Paylaş
Arkeolojiye, Anadolu’nun kültürel tarihine meraklı herkes için, anlaşılır, özümsenebilir bir kaynak kitap niteliği taşıyor.
Son yıllarda arkeoloji konusunda dergiler çıkıyor, kitaplar yayımlanıyor, kazılara büyük kurumlar sponsorluk yapıyorlar, bu çalışmaları yapanlara ödüller veriliyor.
Anadolu’nun arkeolojisini öğrenmeden, onun kültürel zenginliğini, başka alanlara etkisini anlamak mümkün değil, işte bu kitap bu amacı da gerçekleştiriyor.
Bazı arkeoloji üzerine yazılmış kitaplar vardır ki, onu ancak uzmanlar anlar.

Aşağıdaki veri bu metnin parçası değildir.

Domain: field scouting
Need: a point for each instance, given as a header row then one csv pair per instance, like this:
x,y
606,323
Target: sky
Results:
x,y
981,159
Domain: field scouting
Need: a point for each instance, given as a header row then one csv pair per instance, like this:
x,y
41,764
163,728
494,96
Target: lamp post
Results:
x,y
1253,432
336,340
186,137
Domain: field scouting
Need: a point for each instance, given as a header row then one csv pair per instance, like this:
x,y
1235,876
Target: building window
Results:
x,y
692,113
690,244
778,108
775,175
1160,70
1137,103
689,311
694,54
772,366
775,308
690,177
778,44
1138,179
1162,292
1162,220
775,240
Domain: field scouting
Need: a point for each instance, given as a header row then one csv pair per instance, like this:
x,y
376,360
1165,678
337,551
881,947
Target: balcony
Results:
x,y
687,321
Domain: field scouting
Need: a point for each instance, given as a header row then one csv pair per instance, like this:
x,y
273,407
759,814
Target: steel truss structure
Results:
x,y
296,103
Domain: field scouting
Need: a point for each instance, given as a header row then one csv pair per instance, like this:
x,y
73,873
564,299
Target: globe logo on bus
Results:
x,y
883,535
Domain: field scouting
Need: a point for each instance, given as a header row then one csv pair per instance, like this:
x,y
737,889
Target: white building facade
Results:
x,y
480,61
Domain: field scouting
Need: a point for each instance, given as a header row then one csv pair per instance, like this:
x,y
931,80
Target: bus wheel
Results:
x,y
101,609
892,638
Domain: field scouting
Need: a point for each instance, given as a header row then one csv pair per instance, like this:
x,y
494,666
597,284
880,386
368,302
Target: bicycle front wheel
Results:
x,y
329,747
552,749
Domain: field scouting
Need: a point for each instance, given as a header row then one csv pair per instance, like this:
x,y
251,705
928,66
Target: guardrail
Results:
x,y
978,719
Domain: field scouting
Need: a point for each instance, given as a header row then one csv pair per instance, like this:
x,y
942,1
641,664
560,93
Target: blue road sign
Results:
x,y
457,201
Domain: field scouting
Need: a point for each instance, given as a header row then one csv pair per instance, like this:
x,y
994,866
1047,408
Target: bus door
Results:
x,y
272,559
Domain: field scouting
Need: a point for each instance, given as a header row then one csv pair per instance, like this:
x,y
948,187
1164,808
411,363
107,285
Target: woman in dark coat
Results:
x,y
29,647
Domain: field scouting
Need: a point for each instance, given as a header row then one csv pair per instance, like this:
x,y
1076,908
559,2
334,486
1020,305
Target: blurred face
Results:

Oysa sıradan bir okur da bu konuları bilmelidir, Necmi Karul bu açıdan da anlayan kitlenin yüksek olması için, kitabın anlaşılır bir dille yazılmasına dikkat etmiş, özen göstermiştir.
Editörlüğünü Necmi Karul’un yaptığı kitap bize “Doğa Koleji’nin katkılarıyla” ulaşıyor.
Geçen yıl da Tarihöncesinden Demir Çağı’na başlığıyla birinci cildi yayımlanmıştı.
Bu yıl ikinci cildi yayınlanan Anadolu’nun Arkeoloji Atlası’nın ilk sayfalarında Doğa Koleji CEO’su Uğur Gazanker’in sunuşu yer alıyor.
Editör Necmi Karul Önsöz’de, kitabın içeriği hakkında bilgi veriyor:
Tarihöncesini içeren ilkinin ardından bu kitap ile de Demir Çağı’nda Anadolu uygarlıkları anlatılmaya devam ediliyor. Yenilenen sunumuyla Arkeo Atlas dergisinin 5, 6 ve 7. sayılarından derlenen bu ikinci kitapta, kronolojik bir anlatımın yanı sıra Anadolu’nun çevre coğrafyalarla ilişkilerine yer veriliyor.
Kitabın ilk bölümünde Frig. Lidya uygarlıkları, ikinci bölümde ise Akhamenid İmparatorluğu; Anadolu’da Pers egemenliği ve Darius hükümranlığına son veren Büyük İskender’in Anadolu Seferi var. Üçüncü bölüm Son Tunç Çağı ve Demir Çağı’nda Anadolu’nun Akdeniz ticaretinde oynadığı rol ve Hitit Mısır İlişkileri gibi daha çok Batılı kaynaklardan izlenebilen konular, bu defa Anadolu’dan bakışla ele alınıyor. Amazonlar, İskitler ve Kimmerler gibi literatürümüzde çok yer bulmayan konuların yanı sıra İyonların ya da Etrüsklerin kökenleri gibi oldukça tartışmalı konulara da yer veriliyor.
* * *
ÇOK güzel çekilmiş ve çok güzel basılmış fotoğraflardan cümleye başlayıp, kitabın çok sevdiğim bir özelliğini öne çıkarmalıyım.
Ben bazı kitapların bir kişi tarafından yazılmasından kuşkulanırım, bu kişi her şeyi biliyor mu diye.
Sözlüklerin veya benzeri çalışmaların mutlaka birçok kişi tarafından yazılması bende güven uyandırır. Herkesin kendi uzmanlık alanında yazması, Anadolu Arkeoloji Atlası’nın bilimsel yanını artırıyor.
Arkeoloji alanında bizim ve başka ülkelerin tanınmış uzmanları, alanlarını yazmışlar.
Kitap şu üç ana başlık altında hazırlanmış:
Demirkayalar-Phrygia-Lydia / Perslerin Dönüşü - Onbinlerin Düşü / Anadolu’nun Derinlikleri - Son Tunç Çağı - İlk Demir Çağı.
Bu tür kitapların, kültürel yaşamımızda iki önemli işlevi vardır:
Birincisi ülkemizi gezerken, birtakım arkeolojik çalışmaların ne olduğunu görürüz. Bu sayede, onlara bilerek bakar, kültür tarihimizi bir bütünlüğe ulaştırabiliriz.
İkincisi; günlük yazılarda, heberlerde, televizyon görüntülerinde birtakım alanlardan, kazılardan söz edilir, onların yıkılıp yıkılmaması tartışılır. Şayet, önemini bilmezsek bir fikir ileri süremeyiz. Bu kitap sözünü ettiğim bilgisizlik eksiğini ortadan kaldıracak yetkin çalışmalardan birisi. Gündelik açıdan da fazlasıyla yararlanabileceğimiz bir atlas.
* * *
KÜTÜPHANENİZDE bulundurulması gereken bir kitap, sık sık başvurma gereği duyacaksınız.